Last year, around 292 M&A deals were finalized in the luxury industry, as opposed to 284 in 2021 with eight more showing a 2.8 per cent increase. The biggest and the best deal was the $2.3 billion acquisition of the Tom Ford label by US beauty giant Estee Lauder. Other M&A deals in the personal luxury goods sector of the industry accounted for 43.2 per cent although the number was down by 30 last year. The general apparel and accessories segment also did well in terms of acquisitions with a total of 77 operations concluded in 2022 which was lesser by 11 compared to 2021, which by far has been the most profitable post-Covid year so far.
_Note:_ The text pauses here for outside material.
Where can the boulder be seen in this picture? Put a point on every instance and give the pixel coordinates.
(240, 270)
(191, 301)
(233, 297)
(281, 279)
Fashion and luxury segment remain attractive for investors
In general, sales in the luxury hotel segment led the 2022 ranking with 98 acquisitions, followed by apparel and accessories and then by the furnishing and furniture category, which recorded 36 deals. Most US industry analysts remain buoyant as the impending threats are still far away on the horizon and many factors such as the banking turmoil after the collapse of Silicon Valley Bank last spring and political fights such as the fight in Congress over the government’s borrowing limit have all been almost resolved.
The Deloitte report has estimated the luxury industry will be potentially attractive to eight out of every ten investors in 2023 in the fashion and luxury segment. Most investors’ interest will be concentrated in cosmetics & fragrances (63 per cent), apparel & accessories manufacturing (50 per cent), furniture (50 per cent), and watches & jewelry (33 per cent), with personal luxury goods still one of the most attractive categories for investors.
However, investors are favouring the lean and mean look with wanting to keep expenses low by investing only in small-sized companies and medium-sized firms, as they remain watchful of an uncertain economic future and build their bridges accordingly over troubled waters.